Ils marchent lentement quelques instants côte à côte en silence. Quelques oiseaux chantent tout près.
-Inspecteur…
Paul sourit toujours intérieurement quand on l’interpelle ainsi.
-Oui ?
-Voulez-vous mon avis ?
-Oui, bien sûr.
-Je crois qu’il se sont suicidés.
-Et qu’est-ce qui vous fait croire ça ?
-Nous en avons parlé entre nous; bien sûr, on ne pouvait pas s’en empêcher, et il ne faut pas croire que les religieuses vivent à l’extérieur du monde. Nous en constant contact avec les gens, des gens qui viennent de partout, des gens de toutes les tendances; nous connaissons bien la nature humaine. Il ne fait pas croire que nous sommes des automates arriérés qui n’ont aucune émotion. Et, en parlant de ce qui est arrivé, nous ne croyons pas possible que quelqu’un se soit introduit dans ce lieu de repos pour commettre sciemment, intentionnellement deux meurtres. Ça ne se peut tout simplement pas !
-Je ne sais pas, répond Paul à sœur Gisèle sans trop réfléchir, si je connais aussi bien que vous la nature humaine, mais il y une chose que je peux vous dire : c’est que durant ma carrière j’en ai vu des choses qui ne se pouvaient tout simplement pas et qui pourtant étaient bel et bien arrivées.

Sœur Annette n’apprendra pas grand-chose de plus à Paul. 
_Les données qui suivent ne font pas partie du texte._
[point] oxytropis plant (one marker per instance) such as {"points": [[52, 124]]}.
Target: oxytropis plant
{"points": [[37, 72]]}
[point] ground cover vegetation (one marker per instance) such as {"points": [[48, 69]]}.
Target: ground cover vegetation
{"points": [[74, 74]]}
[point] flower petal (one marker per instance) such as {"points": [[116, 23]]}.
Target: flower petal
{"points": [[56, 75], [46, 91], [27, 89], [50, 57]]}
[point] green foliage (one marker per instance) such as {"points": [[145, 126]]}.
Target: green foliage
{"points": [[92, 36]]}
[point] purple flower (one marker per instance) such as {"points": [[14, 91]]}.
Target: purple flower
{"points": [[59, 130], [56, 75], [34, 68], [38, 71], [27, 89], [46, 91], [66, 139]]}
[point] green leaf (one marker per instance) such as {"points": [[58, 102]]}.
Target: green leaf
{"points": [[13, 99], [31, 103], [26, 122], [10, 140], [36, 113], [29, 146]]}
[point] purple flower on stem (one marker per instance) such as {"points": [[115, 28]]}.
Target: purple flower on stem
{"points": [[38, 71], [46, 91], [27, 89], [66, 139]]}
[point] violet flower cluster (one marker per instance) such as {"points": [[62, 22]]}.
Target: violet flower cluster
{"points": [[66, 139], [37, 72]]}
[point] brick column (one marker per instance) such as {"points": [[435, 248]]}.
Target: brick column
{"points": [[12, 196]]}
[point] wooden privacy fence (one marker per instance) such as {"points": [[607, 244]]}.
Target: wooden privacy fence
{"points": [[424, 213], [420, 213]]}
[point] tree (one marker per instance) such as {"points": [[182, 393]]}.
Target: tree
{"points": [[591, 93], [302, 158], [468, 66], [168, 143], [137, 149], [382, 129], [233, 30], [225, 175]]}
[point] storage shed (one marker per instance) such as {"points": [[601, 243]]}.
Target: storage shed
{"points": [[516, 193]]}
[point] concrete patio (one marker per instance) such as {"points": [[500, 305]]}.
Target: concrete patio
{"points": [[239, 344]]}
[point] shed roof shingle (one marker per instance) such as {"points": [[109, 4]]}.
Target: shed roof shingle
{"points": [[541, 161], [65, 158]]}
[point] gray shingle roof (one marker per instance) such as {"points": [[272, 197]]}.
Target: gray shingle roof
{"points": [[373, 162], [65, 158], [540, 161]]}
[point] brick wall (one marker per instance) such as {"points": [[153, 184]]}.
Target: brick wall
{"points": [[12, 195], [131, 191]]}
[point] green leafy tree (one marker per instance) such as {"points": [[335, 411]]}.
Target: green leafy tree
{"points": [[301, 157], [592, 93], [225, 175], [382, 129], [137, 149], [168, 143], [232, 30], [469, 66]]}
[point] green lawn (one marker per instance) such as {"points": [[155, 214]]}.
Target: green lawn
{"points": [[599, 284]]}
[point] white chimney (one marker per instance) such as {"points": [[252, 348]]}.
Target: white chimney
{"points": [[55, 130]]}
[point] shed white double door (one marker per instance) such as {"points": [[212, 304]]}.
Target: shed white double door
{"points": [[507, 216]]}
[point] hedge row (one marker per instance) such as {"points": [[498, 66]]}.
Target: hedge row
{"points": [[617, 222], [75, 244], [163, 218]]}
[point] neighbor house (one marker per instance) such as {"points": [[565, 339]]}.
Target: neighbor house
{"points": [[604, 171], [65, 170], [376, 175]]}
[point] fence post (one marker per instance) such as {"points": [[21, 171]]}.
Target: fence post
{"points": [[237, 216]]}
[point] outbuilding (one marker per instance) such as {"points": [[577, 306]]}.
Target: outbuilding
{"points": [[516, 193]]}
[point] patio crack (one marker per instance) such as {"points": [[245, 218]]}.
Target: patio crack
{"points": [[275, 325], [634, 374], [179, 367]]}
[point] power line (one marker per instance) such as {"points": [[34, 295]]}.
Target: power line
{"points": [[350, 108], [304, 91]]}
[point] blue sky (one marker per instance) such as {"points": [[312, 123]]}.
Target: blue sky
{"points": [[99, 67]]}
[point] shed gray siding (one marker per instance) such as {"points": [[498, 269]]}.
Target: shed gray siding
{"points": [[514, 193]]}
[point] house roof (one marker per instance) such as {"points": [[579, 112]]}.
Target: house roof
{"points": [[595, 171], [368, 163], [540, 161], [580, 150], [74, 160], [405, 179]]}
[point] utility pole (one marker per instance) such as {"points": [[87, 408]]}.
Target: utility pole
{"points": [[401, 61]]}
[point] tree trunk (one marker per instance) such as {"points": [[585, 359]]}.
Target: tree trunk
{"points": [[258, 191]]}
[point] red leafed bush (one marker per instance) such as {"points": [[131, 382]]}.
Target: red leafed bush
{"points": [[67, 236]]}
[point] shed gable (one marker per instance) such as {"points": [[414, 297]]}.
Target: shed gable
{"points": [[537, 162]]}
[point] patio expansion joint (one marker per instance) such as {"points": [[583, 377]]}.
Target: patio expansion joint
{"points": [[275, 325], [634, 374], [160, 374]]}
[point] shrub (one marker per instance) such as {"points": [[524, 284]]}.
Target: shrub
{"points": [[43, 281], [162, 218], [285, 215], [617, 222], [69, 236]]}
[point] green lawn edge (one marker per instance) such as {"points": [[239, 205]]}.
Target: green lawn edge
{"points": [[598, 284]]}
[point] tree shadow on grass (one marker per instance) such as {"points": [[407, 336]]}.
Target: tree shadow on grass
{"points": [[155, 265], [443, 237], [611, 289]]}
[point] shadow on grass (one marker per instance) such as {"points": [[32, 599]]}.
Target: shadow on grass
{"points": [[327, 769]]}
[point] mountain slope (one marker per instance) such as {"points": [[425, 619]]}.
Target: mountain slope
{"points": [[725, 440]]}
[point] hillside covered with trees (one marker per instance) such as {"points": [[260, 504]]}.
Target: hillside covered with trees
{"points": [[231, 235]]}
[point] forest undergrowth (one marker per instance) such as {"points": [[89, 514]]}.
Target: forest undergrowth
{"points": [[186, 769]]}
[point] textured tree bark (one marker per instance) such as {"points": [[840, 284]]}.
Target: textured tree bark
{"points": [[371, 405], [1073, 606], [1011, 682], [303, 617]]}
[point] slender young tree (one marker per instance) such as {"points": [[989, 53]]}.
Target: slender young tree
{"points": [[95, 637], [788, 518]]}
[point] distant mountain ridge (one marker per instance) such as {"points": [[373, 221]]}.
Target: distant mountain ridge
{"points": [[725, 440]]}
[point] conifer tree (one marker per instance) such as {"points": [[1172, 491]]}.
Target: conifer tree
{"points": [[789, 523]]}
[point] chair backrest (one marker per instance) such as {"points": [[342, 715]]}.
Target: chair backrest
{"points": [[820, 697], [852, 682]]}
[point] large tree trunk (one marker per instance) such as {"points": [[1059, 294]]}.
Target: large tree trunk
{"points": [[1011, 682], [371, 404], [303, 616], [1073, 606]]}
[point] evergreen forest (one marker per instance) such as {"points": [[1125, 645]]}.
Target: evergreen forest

« Oui, dira-telle, peut -être que certaines personnes sont sorties dans le sentier, mais moi je quitte mon poste à 21 heures. Les gens ont leurs clés qui et la même pour ouvrir leur chambre et la porte de côté. »
-Et avant 21 heures ?

-Avant 21 heures, il y a eu bien sûr le groupe des cyclistes… et plusieurs autres personnes aussi, mais juste après souper. Bien des gens aiment aller faire le sentier après avoir mangé. Mais j’ai l’impression qu’ils sont tous rentrés avant 21 heures, avant que je parte pour les vêpres.